Starbucks Corp. has big plans for China. Many of the company’s efforts in recent years have focused on building its business in the fast-growing economy.
The market is the company’s second largest, after the U.S., and its fastest growing. Starbucks added nearly 600 locations there in its most recent fiscal year. It is now China’s largest coffee chain.
It has solidified its tea business by integrating Teavana into its primary coffee shops and has a partnership with the Chinese tech company Alibaba to improve technology and delivery.
But Starbucks’ dominance in China is under threat from a company that didn’t exist just two years ago.

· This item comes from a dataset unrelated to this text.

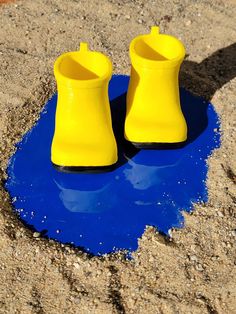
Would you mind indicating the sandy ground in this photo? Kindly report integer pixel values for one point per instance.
(192, 273)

Luckin Coffee, which was founded in 2017, already has more than 2,000 locations in China and is quickly adding more. It announced this week plans to add another 2,500 locations by the end of this year, which would give Luckin 4,500 locations. The company is valued at $2.2 billion. Zero to $2.2 billion in less than two years is nuts.
Starbucks has been developing in China for 20 years and has 3,600 locations there.
Stories like Luckin’s make us nervous. In general, chains that emerge and then add a bunch of locations all of a sudden tend to make mistakes that later lead to a brand collapse—anybody who has followed the restaurant business long enough knows this.
Chains such as Boston Market and Quiznos, to name just two, emerged, grew quickly, got all sorts of attention, then for different reasons saw that growth come to a halt before they both shrunk.
Indeed, Luckin’s rapid growth has come at a cost. As Reuters reported, the company has been losing money to spend on its growth. Essentially, the company is spending a lot of money to establish its market in the hopes that profits will come later.
China is a different market. Its restaurant industry remains a vast greenfield compared to the largely developed U.S. Chains grow quickly there, where there is an arms race to be first in the rapidly expanding economy.
“The competitive environment [in China] reflects the opportunity the market presents and the opportunity to continue to grow,” John Culver, Starbucks group president, international, said during the company’s most recent earnings call in November. “We welcome all competitors, and the market is going to continue to be competitive.”
Luckin, according to CNN, is quite different from Starbucks. The company is more tech company than restaurant chain, selling coffee from tiny booths rather than traditional shops. Its rapid-growth-at-all-costs strategy is similar to the strategy undertaken by many tech startups seeking to establish markets before profitability.
Luckin doesn’t accept cash, takes orders from its mobile app and will deliver—a much bigger deal in Asia than it is in the U.S.
The two are going after different sets of customers. Luckin is targeting convenience customers with cheap coffee. Starbucks is not a value chain and has been going after more and more of an experienced-based consumer.
The vast market that is China could easily provide enough fuel for both chains. After all, multiple concepts work fine in the U.S., which is considerably smaller in population than China. There’s no reason to believe that both Starbucks and Luckin can’t operate in the same market effectively.
Yet convenience and technology are important in 2019. What’s more, Luckin has the advantage of being homegrown. A well-financed home team will typically have a strong advantage in a market race because its creators know the market and its customers and their needs.
If the company’s model proves strong enough to keep its customers over the long term so its many shops make money—which is not guaranteed—then Luckin will be a tough competitor for years to come. That would make it tougher for Starbucks in a market it has tabbed for much of its future growth—and that makes Luckin, not Dunkin' or Tim Hortons, Starbucks' most dangerous competitor.
Starbucks should thus pay close attention to what Luckin is doing, no matter how different.